Cyril Musila, Paris, février 2002
Les défis des négociations d’Arusha
Une chance pour la paix au Burundi.
Depuis l’indépendance du Burundi en 1962, la question du partage du pouvoir et l’instauration d’un régime représentatif des opinions de la population a toujours été au centre des débats et à l’origine des tragédies qui ont émaillé l’histoire de ce pays. Pour garder la totalité du pouvoir et pour ne pas avoir à le partager, l’élite politique – notamment celle qui tient les rênes du pouvoir depuis 1962 – a installé une politique d’élimination systématique de toute forme d’opposition. La violence est la méthode utilisée pour exécuter cette politique. Progressivement, cette même élite a désintégré la nation burundaise et porté un préjudice à l’unité nationale ainsi qu’à l’identité commune des Burundais.
Cette désintégration a été illustrée par les massacres de 1972 et surtout symbolisée par l’assassinat en octobre 1993 du premier président burundais démocratiquement élu. Cet assassinat signifie clairement le refus du changement et de l’alternance dans la gestion du pouvoir. Et depuis cette date, le Burundi est entré dans une guerre civile dont l’issue de résolution est incertaine.
Mais depuis la même année aussi, des pourparlers de paix entre Burundais continuent d’avoir lieu à Arusha, en Tanzanie, pour sortir le pays de cette guerre civile. Pourtant, il manque chez un bon nombre de négociateurs une réelle volonté d’engager un véritable dialogue à la hauteur de la crise et du désir général de paix.

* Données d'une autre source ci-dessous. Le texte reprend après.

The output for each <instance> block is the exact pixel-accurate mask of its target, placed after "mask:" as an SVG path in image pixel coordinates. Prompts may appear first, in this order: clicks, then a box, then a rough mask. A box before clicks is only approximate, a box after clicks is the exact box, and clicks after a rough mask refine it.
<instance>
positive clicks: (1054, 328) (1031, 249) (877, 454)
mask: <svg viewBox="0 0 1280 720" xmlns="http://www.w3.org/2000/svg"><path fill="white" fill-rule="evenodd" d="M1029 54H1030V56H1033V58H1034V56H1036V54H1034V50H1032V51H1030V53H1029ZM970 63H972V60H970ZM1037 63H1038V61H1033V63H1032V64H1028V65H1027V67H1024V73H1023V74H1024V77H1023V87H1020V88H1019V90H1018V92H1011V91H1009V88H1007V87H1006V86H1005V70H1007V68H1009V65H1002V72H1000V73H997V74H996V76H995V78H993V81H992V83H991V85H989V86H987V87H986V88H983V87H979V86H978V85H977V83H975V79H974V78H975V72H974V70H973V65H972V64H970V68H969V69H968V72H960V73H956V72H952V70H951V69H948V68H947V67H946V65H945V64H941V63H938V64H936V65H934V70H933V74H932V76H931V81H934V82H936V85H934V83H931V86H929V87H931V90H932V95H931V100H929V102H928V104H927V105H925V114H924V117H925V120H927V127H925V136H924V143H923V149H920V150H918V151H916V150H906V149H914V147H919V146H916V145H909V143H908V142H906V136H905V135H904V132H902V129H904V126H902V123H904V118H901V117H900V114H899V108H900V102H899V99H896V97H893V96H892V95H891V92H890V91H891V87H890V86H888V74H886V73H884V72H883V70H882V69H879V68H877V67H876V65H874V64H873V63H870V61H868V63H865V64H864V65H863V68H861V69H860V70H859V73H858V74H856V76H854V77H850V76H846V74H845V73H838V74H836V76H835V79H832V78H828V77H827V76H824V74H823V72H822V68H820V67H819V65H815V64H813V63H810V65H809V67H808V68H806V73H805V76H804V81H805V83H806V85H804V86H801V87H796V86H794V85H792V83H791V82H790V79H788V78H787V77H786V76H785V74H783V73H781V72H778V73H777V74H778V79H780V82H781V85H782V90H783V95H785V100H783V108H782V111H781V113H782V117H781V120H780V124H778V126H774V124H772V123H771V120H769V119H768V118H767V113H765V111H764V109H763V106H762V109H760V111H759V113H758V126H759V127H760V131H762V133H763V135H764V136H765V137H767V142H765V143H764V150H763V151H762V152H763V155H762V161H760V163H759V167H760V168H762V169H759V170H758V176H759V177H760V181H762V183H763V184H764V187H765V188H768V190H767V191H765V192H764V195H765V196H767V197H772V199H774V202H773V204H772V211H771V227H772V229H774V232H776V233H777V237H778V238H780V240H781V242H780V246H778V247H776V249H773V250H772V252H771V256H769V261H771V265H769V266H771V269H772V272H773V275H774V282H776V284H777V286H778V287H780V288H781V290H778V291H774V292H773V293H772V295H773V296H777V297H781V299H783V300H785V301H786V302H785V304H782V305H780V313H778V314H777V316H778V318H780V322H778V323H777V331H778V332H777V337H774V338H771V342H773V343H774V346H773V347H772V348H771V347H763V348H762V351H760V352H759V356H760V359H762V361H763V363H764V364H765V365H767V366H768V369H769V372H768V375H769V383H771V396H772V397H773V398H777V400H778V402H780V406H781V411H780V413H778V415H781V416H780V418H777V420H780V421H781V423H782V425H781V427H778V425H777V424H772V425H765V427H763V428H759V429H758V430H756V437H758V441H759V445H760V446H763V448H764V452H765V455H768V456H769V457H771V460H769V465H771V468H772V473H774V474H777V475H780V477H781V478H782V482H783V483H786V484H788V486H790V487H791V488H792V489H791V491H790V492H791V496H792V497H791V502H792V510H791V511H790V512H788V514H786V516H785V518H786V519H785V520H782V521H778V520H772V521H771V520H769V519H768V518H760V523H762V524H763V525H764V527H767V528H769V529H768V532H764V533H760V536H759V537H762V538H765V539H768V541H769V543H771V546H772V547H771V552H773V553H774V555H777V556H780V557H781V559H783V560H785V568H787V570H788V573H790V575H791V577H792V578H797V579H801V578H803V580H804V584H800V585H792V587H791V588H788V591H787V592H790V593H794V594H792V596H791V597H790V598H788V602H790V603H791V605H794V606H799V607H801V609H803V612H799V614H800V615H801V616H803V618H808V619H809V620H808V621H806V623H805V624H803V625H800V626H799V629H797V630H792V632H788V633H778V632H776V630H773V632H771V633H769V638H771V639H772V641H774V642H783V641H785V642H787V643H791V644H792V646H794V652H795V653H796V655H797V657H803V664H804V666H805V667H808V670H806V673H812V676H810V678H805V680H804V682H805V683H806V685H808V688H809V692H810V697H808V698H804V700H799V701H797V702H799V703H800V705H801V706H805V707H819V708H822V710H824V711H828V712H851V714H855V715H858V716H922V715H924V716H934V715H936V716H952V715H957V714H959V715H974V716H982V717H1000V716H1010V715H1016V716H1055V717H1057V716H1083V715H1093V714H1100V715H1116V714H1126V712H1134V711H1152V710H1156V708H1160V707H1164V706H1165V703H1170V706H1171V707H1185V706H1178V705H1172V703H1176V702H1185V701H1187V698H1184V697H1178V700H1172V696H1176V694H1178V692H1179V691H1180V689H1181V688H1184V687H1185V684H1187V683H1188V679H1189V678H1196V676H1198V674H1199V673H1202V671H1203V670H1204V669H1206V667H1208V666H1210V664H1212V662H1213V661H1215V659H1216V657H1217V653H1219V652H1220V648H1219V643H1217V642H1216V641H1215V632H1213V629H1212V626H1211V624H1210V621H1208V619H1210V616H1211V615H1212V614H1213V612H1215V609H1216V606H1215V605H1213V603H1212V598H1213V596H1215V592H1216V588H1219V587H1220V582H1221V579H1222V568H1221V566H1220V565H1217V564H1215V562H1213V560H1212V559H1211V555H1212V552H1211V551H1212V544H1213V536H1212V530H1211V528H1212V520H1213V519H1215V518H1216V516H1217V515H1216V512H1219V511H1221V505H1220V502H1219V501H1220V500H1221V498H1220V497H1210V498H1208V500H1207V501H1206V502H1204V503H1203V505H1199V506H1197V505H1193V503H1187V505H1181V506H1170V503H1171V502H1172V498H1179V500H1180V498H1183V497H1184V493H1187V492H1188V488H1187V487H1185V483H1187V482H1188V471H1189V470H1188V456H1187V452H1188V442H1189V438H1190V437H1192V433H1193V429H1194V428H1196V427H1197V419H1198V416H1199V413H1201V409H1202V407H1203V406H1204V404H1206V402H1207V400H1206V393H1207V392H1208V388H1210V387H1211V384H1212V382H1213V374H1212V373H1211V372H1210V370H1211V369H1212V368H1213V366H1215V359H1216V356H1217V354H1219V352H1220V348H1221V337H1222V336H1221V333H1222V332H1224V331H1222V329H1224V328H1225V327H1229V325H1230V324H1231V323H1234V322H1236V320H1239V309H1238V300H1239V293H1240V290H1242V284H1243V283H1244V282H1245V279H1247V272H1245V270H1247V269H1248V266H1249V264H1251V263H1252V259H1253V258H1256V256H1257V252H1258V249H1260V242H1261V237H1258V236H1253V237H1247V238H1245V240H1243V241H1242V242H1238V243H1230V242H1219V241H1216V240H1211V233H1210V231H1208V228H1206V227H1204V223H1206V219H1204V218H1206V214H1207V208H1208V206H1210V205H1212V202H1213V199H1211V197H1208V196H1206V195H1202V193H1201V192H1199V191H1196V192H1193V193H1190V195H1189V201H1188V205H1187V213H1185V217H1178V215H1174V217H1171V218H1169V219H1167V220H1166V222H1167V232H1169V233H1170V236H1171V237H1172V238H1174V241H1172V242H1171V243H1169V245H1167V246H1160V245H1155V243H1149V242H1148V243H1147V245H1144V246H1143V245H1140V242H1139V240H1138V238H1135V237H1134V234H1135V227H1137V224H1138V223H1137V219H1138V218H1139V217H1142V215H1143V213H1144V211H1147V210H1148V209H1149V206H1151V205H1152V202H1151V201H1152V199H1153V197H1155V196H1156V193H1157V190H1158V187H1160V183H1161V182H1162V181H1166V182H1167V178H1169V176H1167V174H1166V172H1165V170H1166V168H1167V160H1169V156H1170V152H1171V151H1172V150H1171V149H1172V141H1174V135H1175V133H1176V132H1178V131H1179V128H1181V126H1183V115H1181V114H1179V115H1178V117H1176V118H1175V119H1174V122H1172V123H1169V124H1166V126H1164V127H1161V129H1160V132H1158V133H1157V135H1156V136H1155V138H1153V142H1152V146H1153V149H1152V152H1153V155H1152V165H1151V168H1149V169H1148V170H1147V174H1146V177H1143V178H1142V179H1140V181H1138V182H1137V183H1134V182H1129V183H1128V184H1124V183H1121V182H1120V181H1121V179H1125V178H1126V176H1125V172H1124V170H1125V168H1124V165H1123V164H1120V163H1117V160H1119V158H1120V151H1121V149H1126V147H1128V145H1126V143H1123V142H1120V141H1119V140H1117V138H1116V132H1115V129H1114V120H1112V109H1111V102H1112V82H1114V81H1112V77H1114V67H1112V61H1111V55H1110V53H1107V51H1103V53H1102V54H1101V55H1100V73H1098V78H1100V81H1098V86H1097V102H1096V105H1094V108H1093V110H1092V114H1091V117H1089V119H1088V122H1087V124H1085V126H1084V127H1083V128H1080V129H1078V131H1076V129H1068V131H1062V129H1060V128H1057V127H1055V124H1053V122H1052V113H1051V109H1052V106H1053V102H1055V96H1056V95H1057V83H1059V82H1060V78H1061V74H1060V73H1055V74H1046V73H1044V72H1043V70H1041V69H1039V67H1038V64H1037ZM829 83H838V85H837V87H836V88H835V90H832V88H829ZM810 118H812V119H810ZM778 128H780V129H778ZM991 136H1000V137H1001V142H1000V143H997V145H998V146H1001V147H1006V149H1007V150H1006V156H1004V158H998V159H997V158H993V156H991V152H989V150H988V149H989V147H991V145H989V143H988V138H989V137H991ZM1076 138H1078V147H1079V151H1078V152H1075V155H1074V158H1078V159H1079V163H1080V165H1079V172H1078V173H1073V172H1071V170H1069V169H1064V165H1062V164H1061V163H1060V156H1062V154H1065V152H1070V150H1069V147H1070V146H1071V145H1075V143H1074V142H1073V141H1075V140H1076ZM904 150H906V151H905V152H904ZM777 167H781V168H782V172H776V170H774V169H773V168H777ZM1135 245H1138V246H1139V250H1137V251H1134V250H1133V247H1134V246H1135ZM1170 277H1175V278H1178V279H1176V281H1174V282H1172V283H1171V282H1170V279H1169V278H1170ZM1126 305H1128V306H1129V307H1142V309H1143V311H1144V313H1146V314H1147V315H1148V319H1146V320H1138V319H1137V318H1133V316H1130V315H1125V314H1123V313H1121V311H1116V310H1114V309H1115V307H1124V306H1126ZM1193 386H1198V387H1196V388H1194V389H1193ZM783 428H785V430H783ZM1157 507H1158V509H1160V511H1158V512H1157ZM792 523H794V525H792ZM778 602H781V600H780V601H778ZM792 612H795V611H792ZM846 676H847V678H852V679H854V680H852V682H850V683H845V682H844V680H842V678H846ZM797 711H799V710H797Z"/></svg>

Cette réticence à œuvrer dans le sens de trouver une issue pacifique se manifeste par une logique qui consiste à « ruser, pour continuer, comme par le passé, à reproduire dans la société burundaise un ordre caractérisé par un pouvoir violent, non démocratique » et sourd devant les douleurs de son peuple, comme l’affirme un Burundais.
Evidemment, le défi central est celui du partage du pouvoir qu’une clique, notamment des militaires et une partie de l’élite, détient sans concession en dépit des contestations pacifiques de la société civile ou armées des mouvements rebelles. Cette question se répercute sur les négociations d’Arusha où les positions des rebelles et du gouvernement ont tendance à rester figées, compromettant ainsi toute idée de résolution pacifique du conflit. Ce que veulent les Burundais c’est sans aucun doute la paix, mais c’est aussi des hommes et des femmes dûment mandatés par le peuple pour veiller au bien de tous, pour garantir la paix sociale et la sécurité de chacun. Bref, un climat de paix qu’une élite qu’il a choisie et qui le représente puisse entretenir. Ce désir est pour l’instant resté imaginaire, dans l’ordre du rêve.
Cependant avec la relance des négociations d’Arusha, sous la houlette de l’illustre ancien président sud-africain Nelson Mandela, des espoirs réels ont été donnés au peuple burundais. Cette présence d’une personnalité qui a réussi à amorcer un tournant pacifique dans un Etat sud-africain longtemps miné par les violences de l’apartheid ne dispense pas les négociateurs burundais de se surpasser pour faire aboutir ces négociations. Ils ont la grande responsabilité devant leur peuple et la communauté internationale de donner une chance à la paix au Burundi.